Sometimes Goodbyes Are Forever
I recently went home for a break, to spend time with my family and to rest from the hassle of COMUI (College of Medicine, University of Ibadan) and the decrepit living conditions of ABH (Alexander Brown Hall, University College Hospital Ibadan).
The journey home was much like many I had taken before. There were complaints about the cost of transport, hours spent in a cramped seat as the driver sped over bumpy roads, and passengers yelling at him to slow down. You know, the usual.
Entering the city I lived in did not feel the same, though. A lot had changed. It felt like I had been away for much longer than I actually had. New roads, an overhead bridge, new estates, restaurants and other businesses were springing up here and there.
When I got to my street, the sense of familiarity returned. It was just as I remembered. I looked around at the faded roofs, unpaved roads and unfinished houses, and it brought the feeling of home. It also brought back the bitter memory of a young neighbour who had died a few months earlier. As I walked home with my sister, I wondered what her mother would feel if she saw us returning, knowing that her daughter never came home to her.
It turned out she was not the only one. I did not know it then, but the friendly elderly man I greeted on the way home had lost his wife not long before. When my mother told me, I thought about how little I knew about their family. I wondered if she was happy with her children when she passed, if they had done right by her. Sometimes, you run out of time to make things right.
I thought about my young neighbour and what she did with her short time here. Was she ever fulfilled? Did she have a good relationship with the people who truly mattered? Did she leave a good impression on her family the last time she saw them? Sometimes, goodbyes are forever.

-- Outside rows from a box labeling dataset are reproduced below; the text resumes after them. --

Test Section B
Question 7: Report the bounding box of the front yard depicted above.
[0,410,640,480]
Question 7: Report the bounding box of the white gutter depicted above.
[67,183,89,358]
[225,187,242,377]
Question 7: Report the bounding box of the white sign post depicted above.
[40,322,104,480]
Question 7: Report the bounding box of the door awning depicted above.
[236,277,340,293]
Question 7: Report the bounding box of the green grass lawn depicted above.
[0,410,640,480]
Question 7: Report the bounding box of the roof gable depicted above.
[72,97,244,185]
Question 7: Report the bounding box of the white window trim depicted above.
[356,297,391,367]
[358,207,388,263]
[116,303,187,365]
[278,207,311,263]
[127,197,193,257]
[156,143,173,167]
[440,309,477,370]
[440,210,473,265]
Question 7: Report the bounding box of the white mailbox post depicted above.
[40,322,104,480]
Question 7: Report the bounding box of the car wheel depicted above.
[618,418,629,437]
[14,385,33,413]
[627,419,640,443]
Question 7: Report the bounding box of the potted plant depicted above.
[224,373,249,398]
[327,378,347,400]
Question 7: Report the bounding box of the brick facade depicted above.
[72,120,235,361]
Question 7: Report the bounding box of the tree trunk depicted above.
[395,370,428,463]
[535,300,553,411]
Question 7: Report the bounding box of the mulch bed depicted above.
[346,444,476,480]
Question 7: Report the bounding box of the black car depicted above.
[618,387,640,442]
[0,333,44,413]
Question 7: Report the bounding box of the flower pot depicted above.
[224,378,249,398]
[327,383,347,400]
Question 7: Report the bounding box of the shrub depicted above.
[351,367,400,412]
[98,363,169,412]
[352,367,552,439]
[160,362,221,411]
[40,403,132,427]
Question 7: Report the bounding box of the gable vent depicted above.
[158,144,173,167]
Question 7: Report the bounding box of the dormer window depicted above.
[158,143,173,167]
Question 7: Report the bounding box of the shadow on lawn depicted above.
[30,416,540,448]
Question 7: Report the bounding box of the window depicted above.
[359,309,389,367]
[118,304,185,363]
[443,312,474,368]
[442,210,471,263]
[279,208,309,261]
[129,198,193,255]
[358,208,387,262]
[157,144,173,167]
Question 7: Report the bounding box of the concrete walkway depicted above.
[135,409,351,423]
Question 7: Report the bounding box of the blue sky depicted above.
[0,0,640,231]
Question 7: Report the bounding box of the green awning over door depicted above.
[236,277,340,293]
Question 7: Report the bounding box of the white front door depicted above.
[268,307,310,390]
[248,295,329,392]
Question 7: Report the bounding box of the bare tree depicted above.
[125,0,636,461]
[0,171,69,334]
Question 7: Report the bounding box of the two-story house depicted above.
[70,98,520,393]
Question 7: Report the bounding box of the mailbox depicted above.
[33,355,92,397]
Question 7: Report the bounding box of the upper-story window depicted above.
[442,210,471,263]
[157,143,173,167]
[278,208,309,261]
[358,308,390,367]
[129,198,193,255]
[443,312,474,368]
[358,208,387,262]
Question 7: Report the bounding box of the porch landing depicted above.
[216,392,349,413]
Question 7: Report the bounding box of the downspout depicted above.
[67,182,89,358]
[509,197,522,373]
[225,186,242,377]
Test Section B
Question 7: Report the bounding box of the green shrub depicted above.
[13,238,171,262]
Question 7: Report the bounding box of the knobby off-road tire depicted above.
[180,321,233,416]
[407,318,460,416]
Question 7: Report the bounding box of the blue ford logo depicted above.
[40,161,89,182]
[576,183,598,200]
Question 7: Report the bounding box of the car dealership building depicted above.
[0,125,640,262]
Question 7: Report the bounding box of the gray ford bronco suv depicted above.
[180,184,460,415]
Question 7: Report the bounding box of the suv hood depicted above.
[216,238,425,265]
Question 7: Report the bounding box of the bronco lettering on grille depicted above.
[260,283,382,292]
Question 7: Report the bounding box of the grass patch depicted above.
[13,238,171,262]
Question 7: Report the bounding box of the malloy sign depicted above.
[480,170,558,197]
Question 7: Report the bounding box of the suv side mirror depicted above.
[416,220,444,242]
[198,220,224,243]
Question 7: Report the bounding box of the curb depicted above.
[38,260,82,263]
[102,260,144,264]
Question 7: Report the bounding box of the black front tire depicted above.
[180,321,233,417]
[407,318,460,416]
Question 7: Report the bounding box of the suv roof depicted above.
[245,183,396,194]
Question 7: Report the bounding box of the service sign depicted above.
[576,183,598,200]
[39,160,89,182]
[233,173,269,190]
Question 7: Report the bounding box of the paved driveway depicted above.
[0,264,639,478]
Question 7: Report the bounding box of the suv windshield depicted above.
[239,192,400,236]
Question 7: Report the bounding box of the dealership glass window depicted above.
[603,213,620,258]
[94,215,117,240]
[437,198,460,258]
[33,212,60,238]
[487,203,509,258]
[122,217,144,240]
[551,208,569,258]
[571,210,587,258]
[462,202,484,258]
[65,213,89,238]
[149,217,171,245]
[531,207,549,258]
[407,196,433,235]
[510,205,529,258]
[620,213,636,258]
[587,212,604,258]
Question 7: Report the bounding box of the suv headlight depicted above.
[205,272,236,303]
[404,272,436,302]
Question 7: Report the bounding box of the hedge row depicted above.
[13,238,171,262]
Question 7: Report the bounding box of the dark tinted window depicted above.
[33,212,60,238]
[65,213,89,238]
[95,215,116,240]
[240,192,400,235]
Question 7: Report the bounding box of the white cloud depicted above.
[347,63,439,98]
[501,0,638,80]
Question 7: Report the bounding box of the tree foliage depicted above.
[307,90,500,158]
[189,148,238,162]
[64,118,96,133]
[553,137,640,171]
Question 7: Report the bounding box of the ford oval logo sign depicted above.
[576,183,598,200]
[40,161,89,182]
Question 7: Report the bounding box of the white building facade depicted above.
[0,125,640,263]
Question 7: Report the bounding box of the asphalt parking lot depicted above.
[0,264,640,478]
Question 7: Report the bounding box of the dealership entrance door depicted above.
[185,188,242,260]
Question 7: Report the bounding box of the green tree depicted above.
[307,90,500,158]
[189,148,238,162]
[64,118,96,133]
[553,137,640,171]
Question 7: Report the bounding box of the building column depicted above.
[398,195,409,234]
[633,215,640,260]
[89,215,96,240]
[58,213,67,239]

I looked at my mother, older, wiser, a little more frail and a little less agile. I looked at my father, still an enterprising man, now with enough grey hairs to make me wonder, to make me say a prayer with tears in my eyes. Sometimes, goodbyes are forever.
My sisters are all quite young, healthy and full of life, and yet, and yet. Sometimes tomorrow does not come. A day will come when the sun will rise and we will not rise with it. Sometimes, you have less time than you think.
As I left home, I hoped, I prayed, and I wondered if I would ever see them again. Sometimes, goodbyes are forever.
I wonder and I hope that I will live a purposeful life, be a good role model for my younger ones, and be a child who steps up when my parents are aged and senescent. I may have a lot of time left. I may have little. I pray it is the former.
And for every day that passes, a part of me passes with it. I hope to live without regret, to do my best every day for myself and my loved ones, and to be proactive about the things that truly matter, because sometimes, goodbyes are forever.